Cylinders out of a top hat: counts-in-cells for projected densities
Cora Uhlemann, Christophe Pichon, Sandrine Codis, Benjamin L'Huillier,, Juhan Kim, Francis Bernardeau, Changbom Park, Simon Prunet

TL;DR
This paper develops a large deviation statistical framework to accurately predict the distribution and clustering of cosmic densities in cylindrical volumes, aiding cosmological analysis of photometric survey data.
Contribution
It introduces a novel large deviation approach for predicting densities and clustering in cylinders, validated against simulations, applicable to upcoming galaxy surveys.
Findings
Achieves few percent accuracy in density PDF predictions.
Successfully models density-dependent clustering (cylinder bias).

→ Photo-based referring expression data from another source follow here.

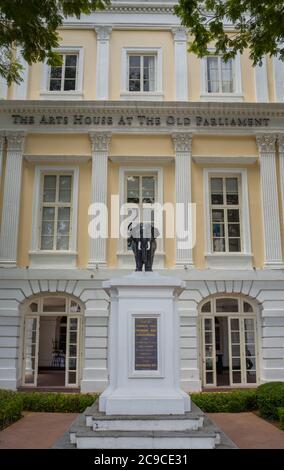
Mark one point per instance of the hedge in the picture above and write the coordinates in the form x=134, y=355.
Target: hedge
x=270, y=397
x=226, y=402
x=281, y=417
x=11, y=406
x=56, y=402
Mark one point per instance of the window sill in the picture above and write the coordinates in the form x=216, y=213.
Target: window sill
x=127, y=260
x=222, y=97
x=53, y=259
x=59, y=95
x=146, y=96
x=229, y=260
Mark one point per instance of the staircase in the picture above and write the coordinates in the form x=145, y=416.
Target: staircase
x=193, y=430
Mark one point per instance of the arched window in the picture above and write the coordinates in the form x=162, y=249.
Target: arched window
x=52, y=337
x=229, y=346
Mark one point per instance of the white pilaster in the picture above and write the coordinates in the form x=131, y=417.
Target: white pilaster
x=2, y=141
x=270, y=204
x=261, y=82
x=181, y=68
x=278, y=66
x=3, y=89
x=281, y=168
x=11, y=199
x=182, y=146
x=102, y=81
x=100, y=146
x=21, y=89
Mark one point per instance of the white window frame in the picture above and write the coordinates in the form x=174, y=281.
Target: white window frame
x=76, y=94
x=236, y=95
x=54, y=258
x=243, y=259
x=143, y=95
x=125, y=257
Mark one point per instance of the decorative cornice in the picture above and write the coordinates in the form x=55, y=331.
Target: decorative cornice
x=103, y=33
x=16, y=141
x=266, y=143
x=180, y=33
x=100, y=141
x=182, y=142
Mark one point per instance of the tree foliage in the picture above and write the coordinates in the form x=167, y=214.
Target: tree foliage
x=32, y=25
x=258, y=26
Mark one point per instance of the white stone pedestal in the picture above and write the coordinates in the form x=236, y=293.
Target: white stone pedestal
x=144, y=360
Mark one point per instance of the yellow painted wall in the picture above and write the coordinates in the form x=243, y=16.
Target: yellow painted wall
x=230, y=146
x=120, y=39
x=148, y=147
x=83, y=38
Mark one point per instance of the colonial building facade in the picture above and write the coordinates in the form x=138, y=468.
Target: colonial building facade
x=131, y=116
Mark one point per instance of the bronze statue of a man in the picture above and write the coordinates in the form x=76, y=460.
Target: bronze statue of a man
x=142, y=239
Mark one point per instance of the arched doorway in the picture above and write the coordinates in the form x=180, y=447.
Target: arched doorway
x=51, y=342
x=228, y=339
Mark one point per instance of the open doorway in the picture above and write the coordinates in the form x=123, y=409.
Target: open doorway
x=229, y=344
x=52, y=331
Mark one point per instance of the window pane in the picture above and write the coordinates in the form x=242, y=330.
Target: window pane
x=49, y=188
x=218, y=215
x=218, y=230
x=65, y=184
x=55, y=85
x=227, y=305
x=133, y=189
x=234, y=230
x=206, y=307
x=148, y=189
x=234, y=245
x=247, y=308
x=71, y=60
x=56, y=72
x=69, y=85
x=233, y=215
x=212, y=75
x=219, y=244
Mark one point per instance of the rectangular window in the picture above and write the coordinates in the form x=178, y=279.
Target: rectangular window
x=56, y=209
x=141, y=73
x=225, y=214
x=219, y=75
x=64, y=77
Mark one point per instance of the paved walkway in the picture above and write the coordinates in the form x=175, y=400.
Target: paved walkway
x=36, y=430
x=248, y=431
x=41, y=430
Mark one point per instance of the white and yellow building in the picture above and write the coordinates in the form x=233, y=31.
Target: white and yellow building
x=132, y=113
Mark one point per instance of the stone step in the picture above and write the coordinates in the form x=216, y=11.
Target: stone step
x=101, y=422
x=196, y=439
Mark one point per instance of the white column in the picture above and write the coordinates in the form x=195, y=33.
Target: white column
x=102, y=77
x=100, y=146
x=182, y=146
x=181, y=63
x=11, y=199
x=278, y=66
x=2, y=142
x=270, y=203
x=21, y=89
x=3, y=89
x=281, y=168
x=261, y=82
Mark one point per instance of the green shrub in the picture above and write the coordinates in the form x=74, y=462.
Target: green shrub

Validates predictions with Horizon Run 4 simulations.
Abstract
Large deviation statistics is implemented to predict the statistics of cosmic densities in cylinders applicable to photometric surveys. It yields few percent accurate analytical predictions for the one-point probability distribution function (PDF) of densities in concentric or compensated cylinders; and also captures the density-dependence of their angular clustering (cylinder bias). All predictions are found to be in excellent agreement with the cosmological simulation Horizon Run 4 in the quasi-linear regime where standard perturbation theory normally breaks down. These results are combined with a simple local bias model that relates dark matter and tracer densities in cylinders and validated on simulated halo catalogues. This formalism can be used to probe cosmology with existing and upcoming photometric surveys like DES, Euclid or WFIRST containing billions of galaxies.